Dice Anaïs Barbeau-Lavalette que “el mundo árabe se describe a menudo de forma muy superficial, como una cultura monolítica. Los árabes nos asustan”. Cuánta
razón tiene y qué importante es mostrar sus mundos sin caer en
tentaciones paternalistas ni en estereotipos deformadores. Pero la
barrera que los medios y el ocio más frívolo han creado es quizá más
alta que el muro con el que Israel construye la cárcel palestina en Gaza
y Cisjordania. Si los rusos hablaban como Tarzán en el doblaje de las
películas USAmericanas con trasfondo de la Guerra Fría, los árabes no
sólo hablan de forma incomprensible sino que parecen sacados
directamente del Medievo. Y desde el 11-S, terroristas por naturaleza.
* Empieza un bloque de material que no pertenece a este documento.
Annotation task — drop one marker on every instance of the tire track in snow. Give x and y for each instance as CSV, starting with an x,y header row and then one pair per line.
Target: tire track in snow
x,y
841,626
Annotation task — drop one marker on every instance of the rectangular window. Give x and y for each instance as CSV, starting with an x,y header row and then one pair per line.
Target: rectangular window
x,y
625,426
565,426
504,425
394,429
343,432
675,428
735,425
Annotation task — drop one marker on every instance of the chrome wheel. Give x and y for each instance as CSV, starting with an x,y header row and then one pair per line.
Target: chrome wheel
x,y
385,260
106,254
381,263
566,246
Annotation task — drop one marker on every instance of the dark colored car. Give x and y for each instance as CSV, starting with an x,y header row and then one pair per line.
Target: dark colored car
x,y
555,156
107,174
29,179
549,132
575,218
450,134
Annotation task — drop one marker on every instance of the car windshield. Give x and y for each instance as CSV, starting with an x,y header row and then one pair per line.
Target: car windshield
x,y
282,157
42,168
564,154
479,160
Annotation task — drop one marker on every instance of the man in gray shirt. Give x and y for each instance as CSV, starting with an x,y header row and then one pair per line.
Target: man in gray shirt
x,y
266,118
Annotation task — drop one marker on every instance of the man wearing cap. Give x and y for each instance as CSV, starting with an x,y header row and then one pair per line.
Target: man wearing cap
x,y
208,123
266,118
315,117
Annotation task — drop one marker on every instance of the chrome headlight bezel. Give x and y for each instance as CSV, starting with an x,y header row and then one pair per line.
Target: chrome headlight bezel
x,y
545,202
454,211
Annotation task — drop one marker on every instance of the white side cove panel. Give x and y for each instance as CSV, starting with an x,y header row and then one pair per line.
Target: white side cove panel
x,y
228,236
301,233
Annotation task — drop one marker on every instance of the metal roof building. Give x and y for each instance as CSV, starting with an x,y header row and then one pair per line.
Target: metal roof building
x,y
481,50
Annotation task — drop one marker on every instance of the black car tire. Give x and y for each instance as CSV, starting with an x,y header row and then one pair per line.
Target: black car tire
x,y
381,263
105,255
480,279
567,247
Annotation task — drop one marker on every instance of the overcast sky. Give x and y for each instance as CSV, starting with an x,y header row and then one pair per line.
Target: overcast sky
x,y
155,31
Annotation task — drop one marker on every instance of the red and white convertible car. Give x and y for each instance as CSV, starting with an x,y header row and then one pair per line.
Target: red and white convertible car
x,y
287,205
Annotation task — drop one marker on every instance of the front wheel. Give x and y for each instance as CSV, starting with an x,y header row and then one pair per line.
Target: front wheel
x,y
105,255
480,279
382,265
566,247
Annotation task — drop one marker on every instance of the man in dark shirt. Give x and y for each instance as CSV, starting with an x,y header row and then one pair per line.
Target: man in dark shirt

Desconozco cómo serán los árabes en otras regiones del mundo, pero
conozco algo de cómo son los que viven en Territorios Ocupados. En
general, son personas. Incluso te invitan a té. Y sí, fanáticos del
fútbol, tal y como muestra Barbeau-Lavalette en una de las escenas más
conmovedoras de Inch’ Allah. Personas, con sus bondades y sus
miserias, con sus aspiraciones y sus decepciones. Hace falta, casi tanto
como el aire, que los artistas occidentales (ni qué decir tiene, los
medios de comunicación) compensen el daño hecho, tanta simplificación
simiesca de quienes ni siquiera nos hemos preocupado por conocer ni
estrechar la mano: “No les entendemos y tampoco nos esforzamos en
hacerlo”, reflexiona la directora de Quebec.